# 2004 Maxima



## ginny490 (Feb 26, 2005)

I have a 2004 Maxima with 5,000 miles on it. It had a clunking sound in the right front area. I took it in today and they said it was the "strut". I asked what was wrong with the strut and they said it was hard to tell since it is all enclosed. Could be it is dry. They have ordered a replacement and tell me it is not harmful or unsafe to drive it this way. 

Has this happened to anyone else? Does this make sense? I really know nothing about cars. I just figure if I buy a new car it will run! I'm just sort of wondering if this is a common problem in this model.


----------



## Matt93SE (Sep 17, 2003)

I haven't heard anything about strut failures, but it wouldn't surprise me that a sturt would lose a seal and leak the fluid out every now and then.. considering how many millions they make, there's bound to be one bad one every now and then..

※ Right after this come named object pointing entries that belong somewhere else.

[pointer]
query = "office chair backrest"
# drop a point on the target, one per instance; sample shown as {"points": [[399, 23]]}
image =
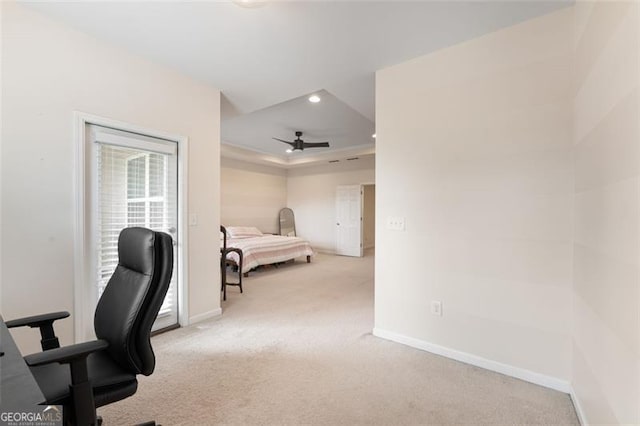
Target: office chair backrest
{"points": [[133, 296], [223, 231]]}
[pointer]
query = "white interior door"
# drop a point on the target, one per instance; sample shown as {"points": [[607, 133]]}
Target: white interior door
{"points": [[349, 220], [134, 184]]}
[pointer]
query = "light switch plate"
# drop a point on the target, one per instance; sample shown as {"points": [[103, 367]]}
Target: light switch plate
{"points": [[395, 223]]}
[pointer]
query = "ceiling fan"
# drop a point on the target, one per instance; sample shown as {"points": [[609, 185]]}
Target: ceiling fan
{"points": [[299, 145]]}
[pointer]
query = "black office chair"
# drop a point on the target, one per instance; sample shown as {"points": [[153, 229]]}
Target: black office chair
{"points": [[104, 371]]}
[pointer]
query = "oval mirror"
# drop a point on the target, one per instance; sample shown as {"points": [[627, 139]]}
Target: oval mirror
{"points": [[287, 223]]}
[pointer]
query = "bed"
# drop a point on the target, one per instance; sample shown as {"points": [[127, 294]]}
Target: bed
{"points": [[264, 249]]}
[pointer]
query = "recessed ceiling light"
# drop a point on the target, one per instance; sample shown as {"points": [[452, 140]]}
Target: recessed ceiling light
{"points": [[250, 4]]}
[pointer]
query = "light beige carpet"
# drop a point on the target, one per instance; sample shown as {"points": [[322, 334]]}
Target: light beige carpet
{"points": [[296, 348]]}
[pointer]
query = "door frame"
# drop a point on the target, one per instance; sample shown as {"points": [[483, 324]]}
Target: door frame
{"points": [[360, 199], [83, 316]]}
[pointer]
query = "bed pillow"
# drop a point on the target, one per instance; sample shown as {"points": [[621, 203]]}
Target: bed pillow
{"points": [[243, 232]]}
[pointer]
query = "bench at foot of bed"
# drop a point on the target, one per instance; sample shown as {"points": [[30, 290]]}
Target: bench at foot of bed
{"points": [[246, 274]]}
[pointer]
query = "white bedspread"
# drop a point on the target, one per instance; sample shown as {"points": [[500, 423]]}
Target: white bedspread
{"points": [[268, 249]]}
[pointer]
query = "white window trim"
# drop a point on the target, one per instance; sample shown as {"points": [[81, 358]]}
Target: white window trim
{"points": [[83, 317]]}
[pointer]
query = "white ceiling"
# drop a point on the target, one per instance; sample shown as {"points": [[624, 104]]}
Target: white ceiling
{"points": [[267, 60]]}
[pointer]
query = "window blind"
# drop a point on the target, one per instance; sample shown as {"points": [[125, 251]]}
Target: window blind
{"points": [[135, 187]]}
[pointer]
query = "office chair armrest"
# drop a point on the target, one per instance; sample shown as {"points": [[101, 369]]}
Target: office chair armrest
{"points": [[37, 320], [84, 409], [66, 354], [45, 323]]}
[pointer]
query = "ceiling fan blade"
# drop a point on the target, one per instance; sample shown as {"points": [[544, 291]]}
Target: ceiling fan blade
{"points": [[287, 142], [316, 144]]}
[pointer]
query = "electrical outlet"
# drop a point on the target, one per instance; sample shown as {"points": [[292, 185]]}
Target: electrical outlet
{"points": [[395, 223], [436, 307]]}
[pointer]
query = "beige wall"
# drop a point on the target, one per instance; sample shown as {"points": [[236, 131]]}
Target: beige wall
{"points": [[606, 291], [473, 149], [252, 194], [49, 71], [311, 193], [369, 216]]}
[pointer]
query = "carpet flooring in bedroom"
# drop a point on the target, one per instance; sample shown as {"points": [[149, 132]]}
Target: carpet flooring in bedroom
{"points": [[296, 348]]}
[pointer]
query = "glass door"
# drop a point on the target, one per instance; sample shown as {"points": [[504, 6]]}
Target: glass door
{"points": [[135, 184]]}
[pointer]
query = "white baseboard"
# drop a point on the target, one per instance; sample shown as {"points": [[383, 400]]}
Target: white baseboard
{"points": [[205, 316], [582, 417], [467, 358], [325, 251]]}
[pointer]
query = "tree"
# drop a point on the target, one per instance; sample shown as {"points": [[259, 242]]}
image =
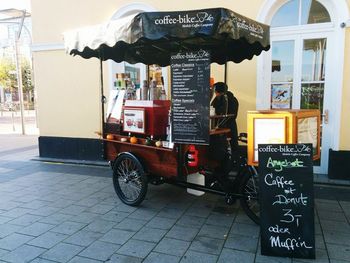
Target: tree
{"points": [[8, 79]]}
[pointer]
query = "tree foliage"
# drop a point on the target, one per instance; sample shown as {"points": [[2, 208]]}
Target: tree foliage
{"points": [[8, 76]]}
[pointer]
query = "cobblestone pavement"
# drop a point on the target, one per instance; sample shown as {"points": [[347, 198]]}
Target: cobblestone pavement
{"points": [[70, 213]]}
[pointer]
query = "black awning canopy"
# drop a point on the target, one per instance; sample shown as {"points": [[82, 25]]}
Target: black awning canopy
{"points": [[151, 37]]}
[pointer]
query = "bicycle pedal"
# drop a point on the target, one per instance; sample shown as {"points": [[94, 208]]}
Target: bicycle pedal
{"points": [[214, 183]]}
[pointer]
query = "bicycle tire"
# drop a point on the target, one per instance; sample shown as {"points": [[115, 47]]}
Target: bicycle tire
{"points": [[129, 179], [249, 189]]}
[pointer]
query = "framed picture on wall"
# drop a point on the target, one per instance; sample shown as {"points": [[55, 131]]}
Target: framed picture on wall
{"points": [[281, 96], [134, 120]]}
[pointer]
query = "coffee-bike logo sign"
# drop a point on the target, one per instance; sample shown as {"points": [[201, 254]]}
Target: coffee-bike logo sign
{"points": [[191, 55], [186, 20]]}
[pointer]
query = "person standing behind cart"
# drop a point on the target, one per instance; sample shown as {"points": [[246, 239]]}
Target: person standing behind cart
{"points": [[226, 103]]}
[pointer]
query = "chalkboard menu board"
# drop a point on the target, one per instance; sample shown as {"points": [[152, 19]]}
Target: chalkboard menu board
{"points": [[286, 200], [190, 73]]}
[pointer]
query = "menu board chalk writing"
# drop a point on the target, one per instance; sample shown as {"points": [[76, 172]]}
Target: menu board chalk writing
{"points": [[190, 74], [286, 200]]}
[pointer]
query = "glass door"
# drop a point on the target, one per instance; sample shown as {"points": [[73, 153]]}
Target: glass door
{"points": [[299, 81]]}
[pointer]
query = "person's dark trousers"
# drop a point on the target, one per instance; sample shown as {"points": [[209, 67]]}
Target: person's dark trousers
{"points": [[234, 142]]}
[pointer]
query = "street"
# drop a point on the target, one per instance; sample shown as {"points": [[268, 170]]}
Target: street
{"points": [[54, 212]]}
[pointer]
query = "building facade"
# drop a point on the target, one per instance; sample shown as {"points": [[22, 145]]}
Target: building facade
{"points": [[309, 62]]}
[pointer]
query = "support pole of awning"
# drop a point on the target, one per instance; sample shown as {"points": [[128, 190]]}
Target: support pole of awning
{"points": [[225, 73], [103, 100]]}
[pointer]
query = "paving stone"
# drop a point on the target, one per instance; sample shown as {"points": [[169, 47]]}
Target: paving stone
{"points": [[338, 261], [195, 257], [35, 229], [14, 241], [150, 234], [115, 216], [48, 240], [99, 250], [243, 243], [78, 259], [321, 257], [171, 213], [124, 208], [319, 242], [172, 246], [7, 229], [337, 238], [343, 227], [242, 218], [198, 211], [88, 202], [83, 238], [182, 233], [25, 220], [266, 259], [214, 231], [161, 223], [100, 209], [56, 218], [154, 257], [84, 217], [333, 207], [338, 252], [62, 252], [116, 258], [44, 211], [36, 204], [73, 210], [4, 219], [224, 220], [191, 221], [16, 212], [131, 224], [101, 226], [207, 245], [334, 216], [2, 252], [68, 228], [62, 203], [117, 236], [245, 230], [136, 248], [229, 255], [23, 254], [8, 205], [143, 213]]}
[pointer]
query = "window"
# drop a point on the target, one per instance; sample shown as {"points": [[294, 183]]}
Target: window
{"points": [[300, 12]]}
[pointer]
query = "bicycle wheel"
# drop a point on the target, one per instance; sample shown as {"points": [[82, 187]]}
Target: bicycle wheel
{"points": [[129, 179], [249, 188]]}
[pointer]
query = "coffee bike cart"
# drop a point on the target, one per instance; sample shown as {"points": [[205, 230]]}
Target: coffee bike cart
{"points": [[152, 38]]}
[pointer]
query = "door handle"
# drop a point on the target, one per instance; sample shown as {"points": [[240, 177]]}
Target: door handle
{"points": [[325, 116]]}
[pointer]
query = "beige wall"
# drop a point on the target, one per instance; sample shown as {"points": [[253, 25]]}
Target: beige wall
{"points": [[68, 87], [68, 95], [345, 119]]}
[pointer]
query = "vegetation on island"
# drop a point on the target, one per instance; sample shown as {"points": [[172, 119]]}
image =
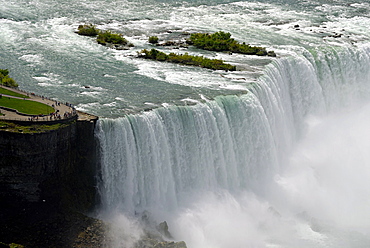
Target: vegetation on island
{"points": [[103, 37], [6, 80], [222, 42], [186, 59], [88, 30], [109, 37], [153, 39]]}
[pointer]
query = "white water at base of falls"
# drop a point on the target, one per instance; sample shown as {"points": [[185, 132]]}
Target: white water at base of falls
{"points": [[285, 165]]}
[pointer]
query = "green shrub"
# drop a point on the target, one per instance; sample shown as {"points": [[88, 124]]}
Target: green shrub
{"points": [[88, 30], [153, 39], [6, 80], [186, 59], [221, 41], [109, 37], [4, 72]]}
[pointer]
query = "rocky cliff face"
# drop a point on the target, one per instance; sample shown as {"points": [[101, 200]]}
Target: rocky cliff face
{"points": [[46, 177]]}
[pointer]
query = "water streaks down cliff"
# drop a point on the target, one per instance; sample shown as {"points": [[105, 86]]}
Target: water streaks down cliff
{"points": [[229, 172]]}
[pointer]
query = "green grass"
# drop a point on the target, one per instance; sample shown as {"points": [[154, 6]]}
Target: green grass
{"points": [[34, 128], [11, 93], [186, 59], [26, 106]]}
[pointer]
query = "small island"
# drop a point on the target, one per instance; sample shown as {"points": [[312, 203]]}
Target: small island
{"points": [[105, 38], [222, 42], [186, 59]]}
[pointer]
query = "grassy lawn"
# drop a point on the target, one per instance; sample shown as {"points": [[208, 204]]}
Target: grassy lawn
{"points": [[11, 93], [26, 106], [12, 127]]}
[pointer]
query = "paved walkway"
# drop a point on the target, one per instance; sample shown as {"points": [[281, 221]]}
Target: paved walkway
{"points": [[60, 108]]}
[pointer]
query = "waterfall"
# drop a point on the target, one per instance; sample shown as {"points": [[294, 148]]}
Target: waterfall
{"points": [[234, 144]]}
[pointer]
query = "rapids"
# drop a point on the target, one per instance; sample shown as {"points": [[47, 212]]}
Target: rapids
{"points": [[272, 155]]}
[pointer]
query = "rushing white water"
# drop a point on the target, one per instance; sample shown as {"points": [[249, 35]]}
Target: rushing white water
{"points": [[277, 158], [285, 165]]}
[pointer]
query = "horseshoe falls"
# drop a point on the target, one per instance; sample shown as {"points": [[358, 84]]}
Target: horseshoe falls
{"points": [[284, 165], [275, 154]]}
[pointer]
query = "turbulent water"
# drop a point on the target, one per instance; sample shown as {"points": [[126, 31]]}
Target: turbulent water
{"points": [[272, 155]]}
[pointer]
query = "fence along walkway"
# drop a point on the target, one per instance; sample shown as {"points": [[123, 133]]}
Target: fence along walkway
{"points": [[62, 112]]}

let the dealer replace it and see what happens after that.


----------



## ginny490 (Feb 26, 2005)

*Thanks*



Matt93SE said:


> I haven't heard anything about strut failures, but it wouldn't surprise me that a sturt would lose a seal and leak the fluid out every now and then.. considering how many millions they make, there's bound to be one bad one every now and then..
> 
> let the dealer replace it and see what happens after that.


Thanks for the reply. I'm hoping it's a fluke.


----------